Fungal infections are becoming increasingly dangerous, and a growing body of research suggests that rising temperatures could be a key factor. The human body’s average temperature of 98.6°F has traditionally been too hot for most fungi to survive, but as global temperatures have risen, some fungi are adapting to withstand more heat stress. This includes conditions within the human body, leading to a higher risk of fungal infections.
Climate change is also contributing to the spread of fungal diseases by creating ideal conditions for certain fungi to expand their geographical range. This is a serious concern, as some fungi that were once harmless could suddenly become potential pathogens as they are exposed to more consistent elevated temperatures.
Infectious-disease specialist Peter Pappas from the University of Alabama at Birmingham says, “As fungi are exposed to more consistent elevated temperatures, there’s a real possibility that certain fungi that were previously harmless suddenly become potential pathogens.” The number of deaths from fungal infections is increasing, partly due to the growing populations of people with weakened immune systems who are more vulnerable to severe fungal disease. In 2021, at least 7,000 people died in the U.S. from fungal infections, according to the Centers for Disease Control and Prevention. This is a significant increase from the hundreds of deaths each year reported around 1970.

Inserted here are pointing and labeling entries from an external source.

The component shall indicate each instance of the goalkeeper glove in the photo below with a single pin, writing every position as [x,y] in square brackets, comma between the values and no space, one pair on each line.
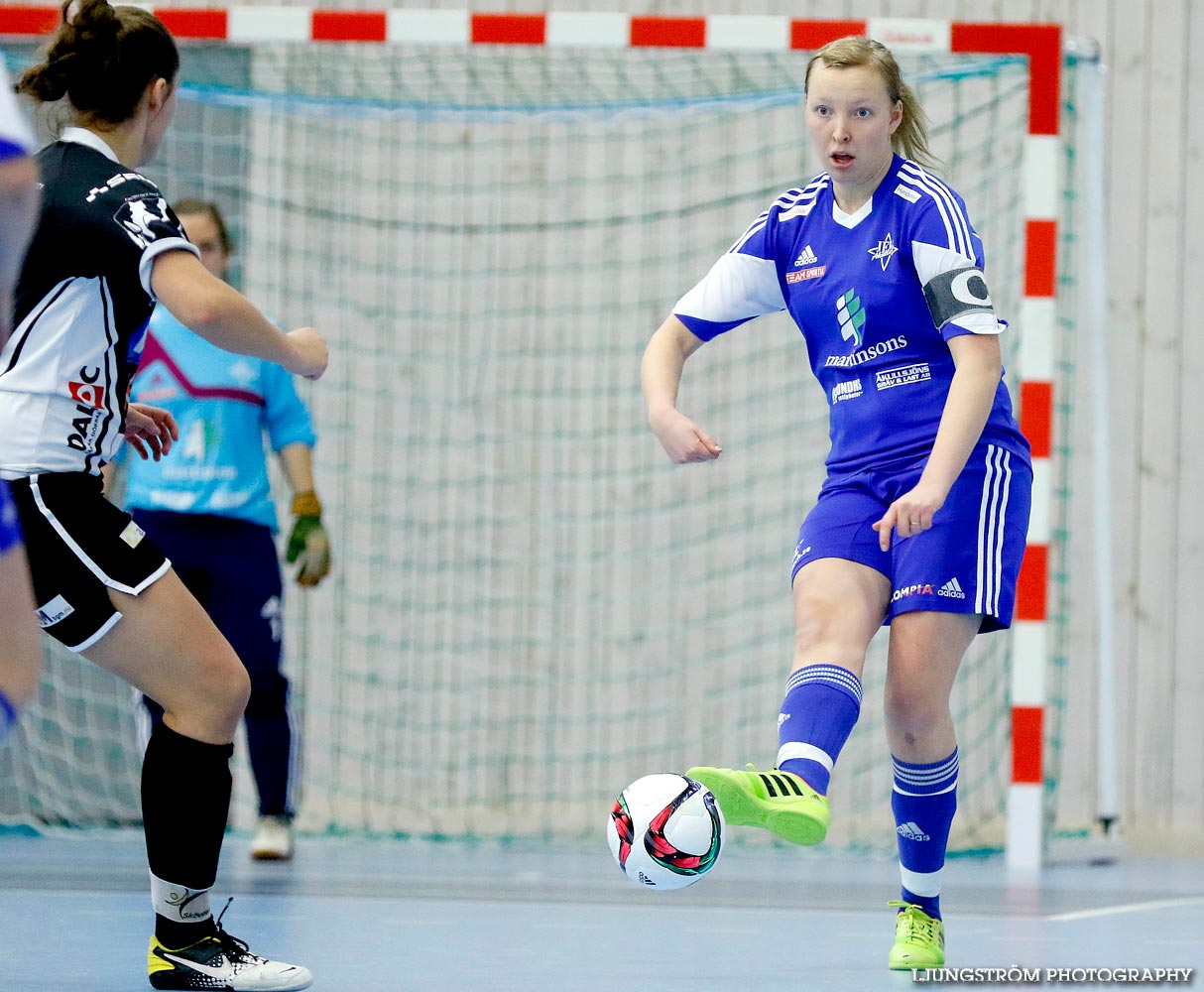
[308,541]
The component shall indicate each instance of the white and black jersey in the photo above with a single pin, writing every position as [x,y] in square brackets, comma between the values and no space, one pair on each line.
[82,306]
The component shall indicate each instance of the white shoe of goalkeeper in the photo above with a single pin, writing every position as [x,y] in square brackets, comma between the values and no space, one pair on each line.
[274,839]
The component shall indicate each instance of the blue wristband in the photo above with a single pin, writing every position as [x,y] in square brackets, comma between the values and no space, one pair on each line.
[7,715]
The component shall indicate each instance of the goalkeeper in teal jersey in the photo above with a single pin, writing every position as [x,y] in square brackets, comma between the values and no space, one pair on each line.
[921,522]
[211,511]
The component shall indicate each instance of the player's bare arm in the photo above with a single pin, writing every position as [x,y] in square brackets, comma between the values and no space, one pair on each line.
[662,375]
[224,316]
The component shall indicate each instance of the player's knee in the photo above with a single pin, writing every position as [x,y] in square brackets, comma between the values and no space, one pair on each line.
[821,643]
[911,713]
[223,686]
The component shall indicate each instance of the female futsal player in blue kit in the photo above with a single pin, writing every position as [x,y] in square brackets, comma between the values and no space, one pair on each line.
[209,508]
[921,520]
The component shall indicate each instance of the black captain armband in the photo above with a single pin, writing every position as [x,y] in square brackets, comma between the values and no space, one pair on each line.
[957,293]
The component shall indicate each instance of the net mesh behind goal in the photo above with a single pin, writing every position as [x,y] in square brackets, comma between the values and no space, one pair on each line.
[530,604]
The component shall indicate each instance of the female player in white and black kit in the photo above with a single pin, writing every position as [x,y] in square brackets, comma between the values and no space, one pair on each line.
[105,249]
[921,520]
[21,652]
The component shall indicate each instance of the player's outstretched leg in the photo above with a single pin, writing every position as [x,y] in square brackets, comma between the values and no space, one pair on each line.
[778,801]
[918,939]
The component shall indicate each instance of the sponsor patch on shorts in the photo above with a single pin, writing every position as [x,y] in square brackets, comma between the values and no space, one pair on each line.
[54,612]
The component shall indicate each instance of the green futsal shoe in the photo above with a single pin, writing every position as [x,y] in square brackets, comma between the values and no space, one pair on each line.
[778,801]
[918,939]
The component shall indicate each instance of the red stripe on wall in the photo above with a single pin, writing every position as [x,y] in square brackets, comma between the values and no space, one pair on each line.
[186,23]
[29,21]
[1036,417]
[348,26]
[809,35]
[1027,744]
[1040,258]
[1041,44]
[508,28]
[668,32]
[1030,586]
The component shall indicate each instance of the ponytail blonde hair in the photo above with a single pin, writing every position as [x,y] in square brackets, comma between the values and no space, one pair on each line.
[910,139]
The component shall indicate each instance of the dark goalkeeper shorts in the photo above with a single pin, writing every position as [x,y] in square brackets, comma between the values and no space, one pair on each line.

Unfortunately, there are few effective and nontoxic medications to treat such infections, making it imperative that more research is done to better understand the impact of rising temperatures on fungal infections. The video game and HBO show “The Last of Us” is a fictional depiction of a mass fungal infection that turns people into monstrous creatures. The fungus in the show is based on a real genus, Ophiocordyceps, that includes species that infect insects and cause death. While there have been no known Ophiocordyceps infections in humans, the rising temperatures that facilitated the spread of the killer fungi in the show may be pushing other fungi to better adapt to human hosts and expand into new geographical ranges.
A recent study in the journal Proceedings of the National Academy of Sciences showed that higher temperatures may prompt some disease-causing fungi to evolve faster to survive. Researchers at Duke University grew 800 generations of a type of Cryptococcus, a group of fungi that can cause severe disease in people, under conditions of either 86°F or 98.6°F. The researchers used DNA sequencing to track changes in the fungi’s genome, with a focus on “jumping genes”—DNA sequences that can move from one location on the genome to another.
Study co-author Asiya Gusa, a postdoctoral researcher in Duke’s Molecular Genetics and Microbiology Department, explains that the movement of these genes can result in mutations and alter gene expression. In fungi, Gusa says, the movement of the genes could play a role in allowing fungi to adapt to stressors, including heat. The researchers found that the rate of movement of “jumping genes” was five times higher in the Cryptococcus raised in the warmer temperature.
Cryptococcus infections can be deadly, particularly in immunocompromised people. At least 110,000 people die globally each year from brain infections caused by Cryptococcus fungi, according to the Centers for Disease Control and Prevention. Another highly deadly fungus, Candida auris, has also been reported to have adapted to warmer temperatures. This fungus is not transmitted from person to person, but through fungal fragments in the air, and can be found everywhere from homes to healthcare facilities.